Allogeneic stem cell transplantation (allo-HSCT) is a potentially curative therapy for many haematological diseases, including both malignant and non-malignant disorders. The allogeneic immune response mediates both the beneficial graft-versus-leukaemia (GvL) effect and the detrimental graft-versus-host disease (GvHD) response. Although the balance of these responses determines the risk of early mortality and disease relapse, the immunological processes involved—including the roles of B cells in initiating and modulating alloreactive activity—have not yet been fully elucidated. In this study, the role of B cells was thoroughly investigated using various techniques, with a focus on the early period after allo-HSCT. B cells and regulatory B cells (Bregs) were phenotyped using flow cytometry–based methods. Autoantibodies were screened in allo-HSCT patients during the early post-transplant period. The B-cell transcriptome was explored using single-cell RNA sequencing (scRNA-seq). Both univariate and multivariable statistical approaches were employed to investigate significant relationships with clinical outcomes, including aGvHD, cGvHD, and disease relapse.

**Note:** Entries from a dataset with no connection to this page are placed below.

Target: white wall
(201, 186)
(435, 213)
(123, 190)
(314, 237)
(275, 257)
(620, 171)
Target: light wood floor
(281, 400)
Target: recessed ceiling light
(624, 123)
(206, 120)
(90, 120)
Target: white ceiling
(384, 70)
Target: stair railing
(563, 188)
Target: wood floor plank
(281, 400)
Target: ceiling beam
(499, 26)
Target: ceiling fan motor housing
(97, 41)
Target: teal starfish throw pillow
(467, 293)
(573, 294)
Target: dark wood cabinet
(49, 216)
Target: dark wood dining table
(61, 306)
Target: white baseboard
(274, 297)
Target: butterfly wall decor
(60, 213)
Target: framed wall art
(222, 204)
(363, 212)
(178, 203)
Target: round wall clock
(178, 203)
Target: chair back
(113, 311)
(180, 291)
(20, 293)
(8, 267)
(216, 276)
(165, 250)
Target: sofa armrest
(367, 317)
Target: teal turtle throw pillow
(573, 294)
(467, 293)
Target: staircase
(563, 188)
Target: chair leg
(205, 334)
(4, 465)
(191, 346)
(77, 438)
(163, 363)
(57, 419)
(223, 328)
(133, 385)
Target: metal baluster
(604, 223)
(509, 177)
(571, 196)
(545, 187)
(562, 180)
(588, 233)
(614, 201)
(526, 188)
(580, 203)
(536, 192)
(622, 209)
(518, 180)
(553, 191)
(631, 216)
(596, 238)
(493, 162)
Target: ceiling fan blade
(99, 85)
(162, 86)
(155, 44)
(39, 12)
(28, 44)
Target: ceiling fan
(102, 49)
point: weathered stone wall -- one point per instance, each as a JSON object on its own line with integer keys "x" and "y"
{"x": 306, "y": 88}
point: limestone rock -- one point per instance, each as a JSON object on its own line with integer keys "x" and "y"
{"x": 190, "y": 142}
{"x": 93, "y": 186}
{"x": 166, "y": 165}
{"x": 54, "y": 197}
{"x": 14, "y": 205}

In the B cell phenotyping study, a reduction in transitional B cells was found to be associated with the development of aGvHD. In cGvHD, a significant protective effect was observed for double-negative B cells at one month post–allo-HSCT. In the Breg study, TGF-β⁺ and GITRL⁺ transitional Bregs appeared to exert a protective effect against aGvHD, while in cGvHD, transitional Breg subsets expressing TIM-1⁺ and GITRL⁺ were also associated with a protective effect. III Additionally, autoantibodies such as anti–alpha-actinin and anti-phosphatidylserine may facilitate early prediction of cGvHD at one month post–allo-HSCT. The scRNAseq data further support these observations, indicating early pro-inflammatory signals in B cells in aGvHD and features of alloreactivity and exhaustion in B cells in cGvHD. The findings from this study highlight novel and potentially critical roles for B cells in the pathogenesis of these clinical outcomes and may identify new biomarkers or therapeutic targets.